Q&A: Mayoral candidate Ja’Mal Green talks goals for city, views on police and political rival Willie Wilson

Jamal Green sits at Northwestern University behind a white background speaking to students in front of him
Ja’Mal Green speaks with Northwestern students on the university’s Evanston campus. (Jason Beeferman/MEDILL)

By Jason Beeferman
Medill Reports

Mayoral candidate Ja’Mal Green is only 27, but he’s no stranger to the Chicago spotlight. For nearly a decade he attracted attention as a Black Lives Matter activist and young political hopeful. He has also led calls to reform the Chicago Police Department and faced arrests during multiple protests. More recently, he helped pressure Chase Bank to commit $600 million in mortgages to Black and Latinx homeownership in Chicago.

From Northwestern University’s Evanston campus, Green sat down with Medill Reports to discuss his top priorities as mayor, his perspective on how to deal with gang violence and how he will manage a police force he has butted heads with over the years.

This interview has been edited and condensed for length and clarity.


What do you plan to do on day one, if elected mayor?

Ja’Mal Green: I plan to sign an executive order to ban the boot and seizures of vehicles for unpaid tickets. We have to stop the practice of immobilizing and stealing vehicles in this city.


What’s your No. 1 goal for office?

To get our city safer. It’d be public safety. To start investing into communities, into people and to make sure resources are throughout communities (so) more families want to stay in Chicago and raise families.


Your campaign has a contentious history Willie Wilson’s. Wilson has polled among the top contenders and has millions of dollars behind his campaign for mayor. How do you activate his base to support you instead?

He definitely is gonna have some cold supporters, but I don’t think he’s gonna have enough to win this race, as he does in every race he runs. And it’s not a hit against him, because I think he’s somebody who continues to give in this city. He just wouldn’t be the right mayor for this town. At the end of the day, we’re focused on activating people who usually don’t vote, and we’re putting our message and our platform out there. We’re going to win those TV debates that come up soon in the next few weeks. Once that happens, there’ll be a lot of supporters from every person in this race that comes to our side.


In 2021, you said, “We don’t have a gang problem in the city of Chicago, we have quality of life problem.” You’ve also said, “Gangs today are not powerful,” but in your campaign launch video, you touted your experience with defusing gang rivalries as a reason to elect you. So, is there a problem with organized crime in Chicago?

I don’t think there’s a problem with organized crime. When you have conditions that aren’t addressed – not investing in communities; not investing in young people; schools are underfunded; a lack of community centers, mentors and all the things they need – young people relate to someone else on their block and come up with a name for their group. They create these cliques. The root of it is the conditions they’re being raised in. If we address those conditions, the next generation of young people won’t feel they should be going to the street to find other people who relate to them and engage in a life of crime.
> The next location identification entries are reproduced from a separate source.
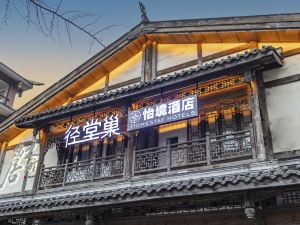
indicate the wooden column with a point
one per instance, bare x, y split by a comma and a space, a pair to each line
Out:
106, 82
2, 154
199, 54
265, 116
147, 61
42, 137
154, 61
130, 150
256, 115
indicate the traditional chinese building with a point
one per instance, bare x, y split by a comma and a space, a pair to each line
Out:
176, 122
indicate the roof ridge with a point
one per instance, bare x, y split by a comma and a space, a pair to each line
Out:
174, 75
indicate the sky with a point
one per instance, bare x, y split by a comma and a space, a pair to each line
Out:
47, 59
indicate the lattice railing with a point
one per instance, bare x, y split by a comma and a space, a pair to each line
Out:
83, 171
195, 153
230, 146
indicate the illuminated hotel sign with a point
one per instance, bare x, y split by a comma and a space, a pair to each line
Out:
93, 130
163, 113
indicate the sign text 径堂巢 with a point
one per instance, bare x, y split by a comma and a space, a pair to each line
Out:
91, 131
163, 113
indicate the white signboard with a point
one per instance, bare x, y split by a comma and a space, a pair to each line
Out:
93, 130
163, 113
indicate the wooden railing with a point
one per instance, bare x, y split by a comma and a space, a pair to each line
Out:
193, 153
196, 153
3, 99
77, 172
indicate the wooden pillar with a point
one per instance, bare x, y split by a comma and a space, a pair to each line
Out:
130, 151
265, 116
147, 61
106, 82
256, 115
2, 154
42, 137
154, 61
199, 54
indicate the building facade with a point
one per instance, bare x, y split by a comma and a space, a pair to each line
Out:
176, 122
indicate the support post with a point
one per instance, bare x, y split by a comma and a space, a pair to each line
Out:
208, 155
129, 172
154, 61
65, 172
106, 82
2, 154
147, 61
199, 54
42, 136
169, 156
256, 115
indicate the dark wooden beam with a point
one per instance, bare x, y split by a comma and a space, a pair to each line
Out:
265, 116
203, 59
154, 61
281, 81
291, 52
266, 58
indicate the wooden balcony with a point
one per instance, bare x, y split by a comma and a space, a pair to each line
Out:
192, 154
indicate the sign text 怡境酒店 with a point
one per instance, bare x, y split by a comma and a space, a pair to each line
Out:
163, 113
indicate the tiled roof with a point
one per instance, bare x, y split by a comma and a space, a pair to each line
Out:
184, 73
154, 189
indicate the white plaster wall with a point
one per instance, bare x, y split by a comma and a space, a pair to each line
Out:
129, 70
173, 54
32, 166
284, 115
177, 129
15, 166
291, 66
209, 49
You have made police accountability a centerpiece of your campaign, even proposing officers carry liability insurance to cover the cost of misconduct lawsuits against them. You’ve also said there’s “no such thing as a good cop” within a system that’s racist –

I don’t know if I said that last sentence.


You tweeted in 2021, and please correct me if I –

I don’t know if I said a system that’s racist, but I did say it’s hard to be a good cop with the policing we have today. If the model of policing is to cover up for each other when one does wrong, how can there be a good cop when a good cop has to protect their pension, protect their family and experience racism in their own department? How can you be a good cop when you’re going to have the union against you, your colleagues against you, when they’re going to take everything away from you just from speaking up? We must change the model of policing and this whole “good old boys’ club” and make it a support system for the community, make it easier for police officers to be able to voice their concerns without being retaliated against and start to change the way policing in general is in our communities – from an oppressive force to a supportive force.


The Chicago Fraternal Order of Police and Mayor Lori Lightfoot have frequently sparred during her term. What will be your approach to dealing with the organization and its leader, John Catanzara, whom you’ve had a contentious personal history with?

Hopefully he won’t be there by the time I’m mayor. … But what I will say is that as mayor, I got to work with everybody. I don’t like John Catanzara. We have fought many times publicly over the years. But as mayor, I need to work with him because he represents police in our city. We need to negotiate in good faith and come to a compromise on what needs to happen and how the city will treat the police officers that he represents. I believe in compromise, and I’ll be a compromiser.


You’ve been to dozens of protests over the last decade, and you’ve been arrested multiple times at those demonstrations, including for resisting arrest in 2016 and for disorderly conduct in 2021. What have you learned from those experiences?

They will always arrest or try to silence anyone who speaks up against the powers that be. We need to change that. We cannot continue to meet folks, who are tired of their conditions, with police and incarceration. America’s just in love with incarceration, and that needs to change. Many people want change. Thousands of people protested with me over the years. Tens of thousands of people, I would say, and we’re willing to risk anything to get the results that we need.